After overcoming his reluctance to travel overseas, Lee Westwood reaped the rewards on the opening day of the US Open at Winged Foot.
Seeking a first major title at the 83rd attempt, Westwood carded a three-under-par 67 to lie just two shots off the lead held by Justin Thomas.
The 47-year-old opted out of the WGC-FedEx St Jude Invitational and US PGA Championship in early August, despite quarantine rules in the United States being relaxed for top sports stars.
But after taking advice from fellow players, the former world number decided to travel to New York for the second major of the year.
Impressively, he seemed to need little time to acclimatise, mastering the challenging Winged Foot layout in some style.

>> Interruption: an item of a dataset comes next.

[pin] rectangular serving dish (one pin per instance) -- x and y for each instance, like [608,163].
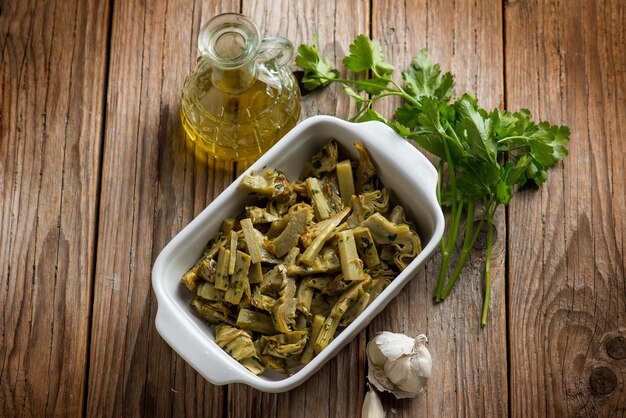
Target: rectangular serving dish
[401,167]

Asked if he was surprised that the golf course played relatively easily and if the players could expect a much tougher challenge ahead, Westwood said: “I don’t think they’ll have to toughen it up much.
“I think it’s gettable if you play well and hit the fairways, [but] it becomes a beast of a golf course if you start missing a few fairways and missing greens in the wrong places.
“I’m sure they can go a little bit harder with the flags as well, but US Open golf courses are never pushovers, and Winged Foot is never a pushover, but I’m sure it’s probably not going to get any easier.”
Westwood last played Winged Foot in the 1997 PGA Championship, and when asked to compare the golf course now with the way it was back then, he admitted it was tough to think that far back.
“It’s 23 years ago, to be honest I can’t really remember,” he said with a smile.
“I remember it being tough that week, obviously it was a little bit earlier in the year, it was in August, because that’s when the PGA Championship was.
“I remember playing with Tim Herron in the last round and I think he went bogey-free, and it was the only bogey-free round of the week, or one of only two, so it must have been playing tough.
“I remember it being thick rough, but I think at the start of the week I had a three-wood made for me with a little bit less loft, because back in the day you struggled to move it right to left, and I thought it was going to be easier with a three-wood.
“I didn’t carry a driver, so it couldn’t have been overly long in ’97, and it must have been running a little bit firm.
“Obviously, Davis won and everybody remembers him holing the putt with the rainbow on 18, but I don’t remember it raining during the week, so I think it was probably just playing hard and fast… and difficult.”
While Westwood is right in surmising that the course isn’t about to get any easier, if he continues to stay out of trouble and keep his ball in the fairway, he might just have a chance of breaking his major duck.